I wasn't sure what to expect when I arrived at the Glacial Park Restoration Center. As soon as we got out of the bus and stepped into the building I witnessed a stuffed coyote. I thought to myself jokingly, "so is this what we're going to restoring?" I thought it was so funny, I had to take a picture with it. I was also surprised with one thing. The place had wi-fi. I honestly thought that in a this large field, 

there would not be any internet connection. It was a funny thought. 
    When we walked out of the building, we listened to the ecologist speaking about what we were going to do for the rest of the day and what the motto is at the center. He stated that the point of ecological restoration is to speed up the process of restoring what nature would restore in a much longer time span because humans are degrading faster the nature can reproduce. Therefore, we were there to help restore nature quicker. 
    After walking the a beautiful and mesmerizing field of ups and downs, we split up into groups, and I was in the group to remove invasive species in the forest. At first, I couldn't tell the difference between what was hurting the trees and what was helping it. I decided to just cut down everything but the big oak trees. I hope for the most part, that helped out the trees. Although it took a lot of physical labor,
 I had a lot of fun. When our group had finished, I 
truly saw the difference we made. Before the forest
 was very dull and the trees were barely getting 
sunlight. Now the forest was incredibly open and the
 sun was blazing. I felt really good. I felt like I really
 did something to help nature and the ecosystem. 
After taking some pictures, we moved on to the 
next site.

 


At this next stop, I saw a couple of shrubs planted in a field. Our job was to water them. They did not get water from nature in over a week, so it was our job to help speed up the process. Everyone got a gallon of water and found a dry plant to fill up. After this, we planted acorns. That was my favorite part. We learned about how squirrels find these acorns and disperse them around the forest. Without knowing, these two species shared a relationship. But for some reason, the squirrels did not come to this area, so oak trees were scarce. As our job to restore, we planted a thousand acorns in the field, one by one. I had to take my time digging up a hole and planting one specific acorn at a time, but I felt like I contributed more. I was just imagining that it would be my acorn that I planted to grow and become a huge oak tree. I really enjoyed it. 

 
After finishing up at this site, we were on our way to the bus. I could not stop thinking about how much I learned at this field trip. It was a give and take relationship. I was helping to restore nature, while nature was teaching me. I honestly felt great afterwards, and learned a lot from this experience!  

My Restore the Forest Team! =) 

Marley's Restoration Reflection

During this field trip, we got to experience restoration ecology. The point of ecological restoration is to speed up the process of restoring a degraded area. We went out in the field and removed invasive plants that weren't native to the area. The non native plants were taking over, and weren't allowing the native plants to grow. By removing these invasive plants, we made room for the native plants to grow. We then went on to water new, but native, trees that were brought into the area. We also spread seeds in the same area to help the native plants grow.
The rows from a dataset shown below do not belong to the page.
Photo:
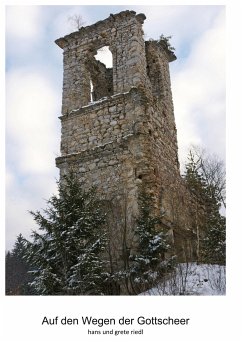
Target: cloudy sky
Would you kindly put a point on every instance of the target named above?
(34, 86)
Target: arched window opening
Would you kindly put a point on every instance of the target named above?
(104, 55)
(101, 73)
(91, 90)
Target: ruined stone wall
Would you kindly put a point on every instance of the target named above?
(125, 138)
(124, 35)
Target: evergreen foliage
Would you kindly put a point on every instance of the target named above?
(66, 253)
(213, 244)
(17, 276)
(148, 263)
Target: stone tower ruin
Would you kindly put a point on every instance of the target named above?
(118, 125)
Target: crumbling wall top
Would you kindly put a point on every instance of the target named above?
(113, 21)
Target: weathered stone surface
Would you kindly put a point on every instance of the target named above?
(126, 138)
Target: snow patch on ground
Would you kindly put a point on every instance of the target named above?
(192, 279)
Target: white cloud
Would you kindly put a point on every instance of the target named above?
(199, 93)
(31, 118)
(31, 146)
(23, 22)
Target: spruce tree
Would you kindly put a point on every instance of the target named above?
(17, 276)
(66, 253)
(213, 242)
(149, 263)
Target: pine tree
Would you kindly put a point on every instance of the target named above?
(148, 263)
(213, 242)
(66, 253)
(17, 276)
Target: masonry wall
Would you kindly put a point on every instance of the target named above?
(122, 137)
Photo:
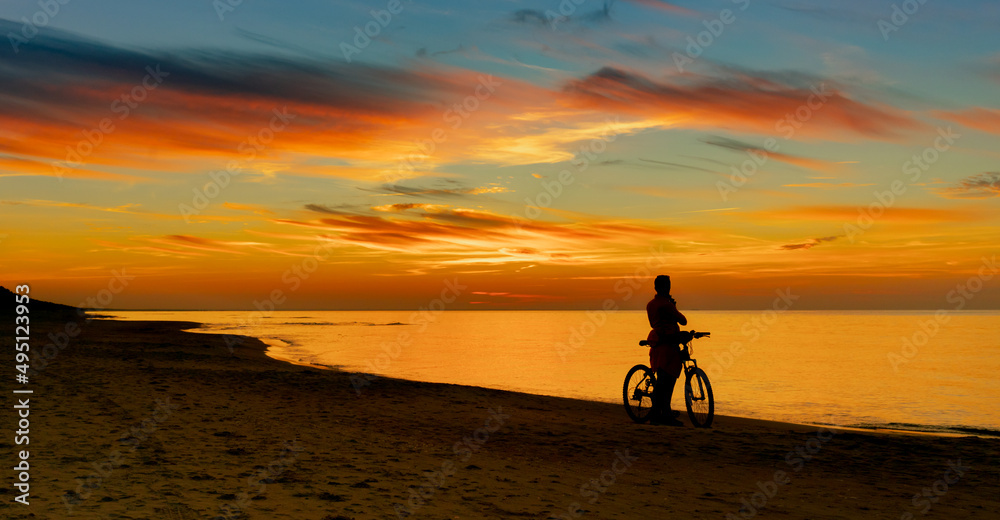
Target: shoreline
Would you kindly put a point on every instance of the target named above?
(263, 438)
(272, 350)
This field trip exposed me to something I had never heard of before, and I'm glad I got to experience it. I think restoration ecology is amazing because humans are slowly ruining the environment, and this helps to restore some of the damage. Some of the many benefits of restoration ecology include improving biodiversity, improving ecosystem productivity, improved water quality, and increased carbon storage. All of these things are included in restoring natural ecosystems. After experiencing everything during this trip, I would love to get more involved with restoration ecology.